Sehbehinderte Frauen erwerben Qualifikation
Blinde oder sehbehinderte Frauen, die über Discovering Hands organisiert sind, durchlaufen eine zehnmonatige Qualifikation unter ärztlicher Aufsicht, erklärt Hoffmann sein Konzept. Unterstützt werde die Ausbildung von Reha-Trägern, Stiftungen und auf Stipendien-Basis. Neben dem Vogtland gibt es in Sachsen Medizinisch-Taktile Untersucherinnen auch in Dresden, Leipzig und Chemnitz. 31 gesetzliche und alle privaten Krankenkassen übernehmen Hoffmann zufolge die Untersuchungskosten inzwischen.

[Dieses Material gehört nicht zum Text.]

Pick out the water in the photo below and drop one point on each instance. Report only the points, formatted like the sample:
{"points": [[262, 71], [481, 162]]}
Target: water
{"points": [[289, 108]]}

Beim sensiblen Thema Brustkrebsvorsorge konstatiert Susanne Weg-Remers: Zwar rate das Deutsche Krebsforschungszentrum zur regelmäßigen Brustkrebsfrüherkennung. «Aber keine Untersuchung ist hundertprozentig zuverlässig. Bei allen besteht das Risiko eines falschen Alarms.» Daran anschließende invasive Untersuchungen wie eine Biopsie bergen zusätzliche Risiken. «Sie können zu Blutungen oder Infektionen führen. Und nicht jeder gefundene Tumor hätte sich aggressiv entwickelt – man spricht von einer Überdiagnose. Trotzdem durchlaufen alle Patientinnen dann eine Krebstherapie, von der nicht immer klar ist, ob sie notwendig gewesen wäre.» Deshalb bleibe es eine persönliche Entscheidung, welche Früherkennungsuntersuchungen eine Frau in Anspruch nehme.